となりの専務さん
「どうかしましたか?」

自分のデスクに戻る前に、係長のデスクに近づき、そう聞いてみると。


「ん〜、あのね、ほかの部から送ってもらったこのファイルを開きたいんだけど、うまく反応しなくて」

係長がそう言うので、私は係長の後ろから、係長のパソコンを覗いてみた。


「あ、これならファイルをこっちのフォルダに移せば対応すると思いますよ」

「えっ、本当? ちょっとさ、やってくれない?」

「はい」

「助かるよ〜。
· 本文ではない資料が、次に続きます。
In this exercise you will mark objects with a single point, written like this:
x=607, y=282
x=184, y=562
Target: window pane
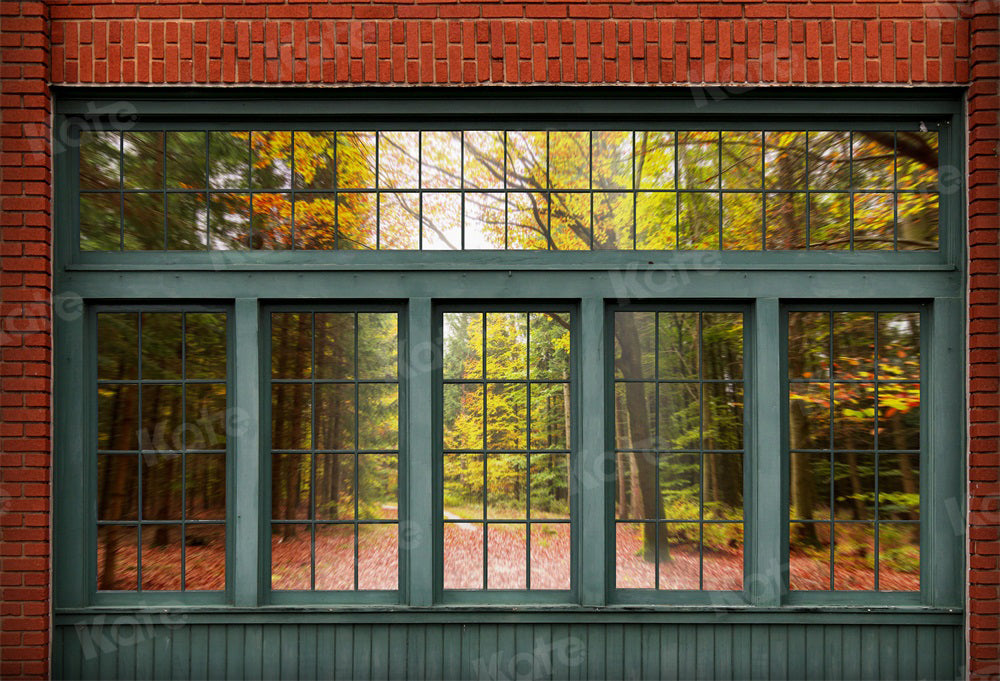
x=679, y=434
x=162, y=389
x=513, y=420
x=855, y=450
x=335, y=502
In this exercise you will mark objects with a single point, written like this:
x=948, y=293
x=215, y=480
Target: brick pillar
x=25, y=341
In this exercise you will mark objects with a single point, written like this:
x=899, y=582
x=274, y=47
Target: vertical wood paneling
x=505, y=652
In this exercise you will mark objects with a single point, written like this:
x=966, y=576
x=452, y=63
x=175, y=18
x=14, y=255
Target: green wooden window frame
x=592, y=284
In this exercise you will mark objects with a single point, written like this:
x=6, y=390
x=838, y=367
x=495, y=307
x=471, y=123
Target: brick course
x=263, y=42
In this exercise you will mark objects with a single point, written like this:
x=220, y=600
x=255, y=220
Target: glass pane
x=117, y=346
x=483, y=153
x=550, y=556
x=378, y=486
x=100, y=222
x=290, y=483
x=291, y=564
x=527, y=160
x=917, y=222
x=117, y=556
x=680, y=486
x=463, y=345
x=569, y=159
x=506, y=418
x=506, y=349
x=205, y=491
x=485, y=221
x=314, y=160
x=291, y=345
x=378, y=557
x=679, y=416
x=506, y=486
x=680, y=562
x=378, y=345
x=161, y=557
x=378, y=416
x=656, y=221
x=291, y=416
x=187, y=162
x=206, y=416
x=463, y=486
x=613, y=220
x=829, y=160
x=334, y=496
x=550, y=416
x=272, y=159
x=550, y=346
x=441, y=159
x=742, y=160
x=144, y=222
x=698, y=221
x=722, y=566
x=506, y=557
x=785, y=160
x=99, y=160
x=205, y=349
x=635, y=415
x=117, y=487
x=569, y=222
x=205, y=558
x=356, y=160
x=399, y=221
x=742, y=221
x=229, y=221
x=463, y=416
x=142, y=157
x=611, y=157
x=854, y=557
x=809, y=415
x=809, y=487
x=899, y=557
x=187, y=222
x=335, y=416
x=118, y=417
x=655, y=161
x=162, y=418
x=787, y=221
x=635, y=566
x=550, y=484
x=229, y=160
x=441, y=221
x=463, y=556
x=698, y=159
x=916, y=160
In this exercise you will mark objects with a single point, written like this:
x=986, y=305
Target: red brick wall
x=25, y=342
x=426, y=42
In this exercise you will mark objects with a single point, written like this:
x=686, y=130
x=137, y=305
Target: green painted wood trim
x=246, y=523
x=416, y=535
x=764, y=579
x=591, y=469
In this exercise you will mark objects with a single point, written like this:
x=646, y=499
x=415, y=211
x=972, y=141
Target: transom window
x=666, y=404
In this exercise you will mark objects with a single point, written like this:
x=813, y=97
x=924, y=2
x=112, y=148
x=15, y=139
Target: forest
x=506, y=401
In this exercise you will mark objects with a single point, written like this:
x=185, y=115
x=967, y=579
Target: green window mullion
x=246, y=530
x=418, y=554
x=766, y=535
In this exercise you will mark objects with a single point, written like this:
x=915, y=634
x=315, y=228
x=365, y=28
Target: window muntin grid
x=854, y=446
x=679, y=433
x=509, y=190
x=334, y=390
x=506, y=407
x=162, y=424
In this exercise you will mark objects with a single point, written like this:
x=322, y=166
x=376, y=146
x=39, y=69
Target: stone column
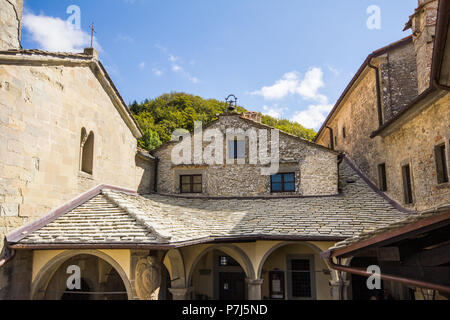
x=254, y=289
x=180, y=293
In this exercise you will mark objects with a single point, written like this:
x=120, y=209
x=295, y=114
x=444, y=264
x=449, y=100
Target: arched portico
x=46, y=274
x=218, y=270
x=294, y=270
x=174, y=262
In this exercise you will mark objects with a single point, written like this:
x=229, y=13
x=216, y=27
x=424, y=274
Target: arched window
x=87, y=151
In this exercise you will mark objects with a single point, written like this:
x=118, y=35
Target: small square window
x=191, y=184
x=382, y=177
x=236, y=148
x=441, y=164
x=283, y=182
x=407, y=184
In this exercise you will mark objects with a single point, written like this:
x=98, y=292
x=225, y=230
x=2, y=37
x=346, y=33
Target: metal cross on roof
x=231, y=100
x=92, y=34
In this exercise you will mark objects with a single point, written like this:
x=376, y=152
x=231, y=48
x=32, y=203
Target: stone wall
x=10, y=23
x=424, y=30
x=315, y=167
x=398, y=79
x=42, y=113
x=15, y=277
x=359, y=115
x=414, y=143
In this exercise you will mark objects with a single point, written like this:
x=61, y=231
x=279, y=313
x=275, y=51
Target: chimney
x=10, y=24
x=252, y=115
x=423, y=26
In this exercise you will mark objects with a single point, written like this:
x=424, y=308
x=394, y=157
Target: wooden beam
x=430, y=258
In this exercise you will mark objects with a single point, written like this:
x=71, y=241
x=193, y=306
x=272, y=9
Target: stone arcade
x=139, y=226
どうもこういうのニガテで」

「いえ」


よかった。私にもできることがあった。
私は係長の横に移動し、マウスに手を伸ばして、処理を始めた。



その途中で、月野さんがコーヒーを持って、給湯室から戻ってきた。


「……石川さん、なにやってるの?」

月野さんは、いつもより低い声で私にそう聞いた。
あれ……普段は『広香ちゃん』って呼んでくれてるのに、『石川さん』って呼ばれた……?
まだ怒ってる、ってことだよね……。



「あ、あの、係長のデータの処理を……あ、できました」

私がそう言うと係長が、

「あっ、本当だ! ありがとう石川さん! ほんと助かったよ〜、またなにかあったらお願いね!」

と言ってくれた。


すると月野さんは、

「……係長っ、コーヒーどうぞ!」

と言って、係長のデスクにコーヒーを置く。



そして……。
なぜか私をギロッと睨んで……自分のデスクへと戻っていった……。


ど、どうしよう。コーヒーの件もそうだけど、もしかして係長の仕事に私が手を出すとか、やっちゃいけないことだったのかな……。でも係長は喜んでくれたし……。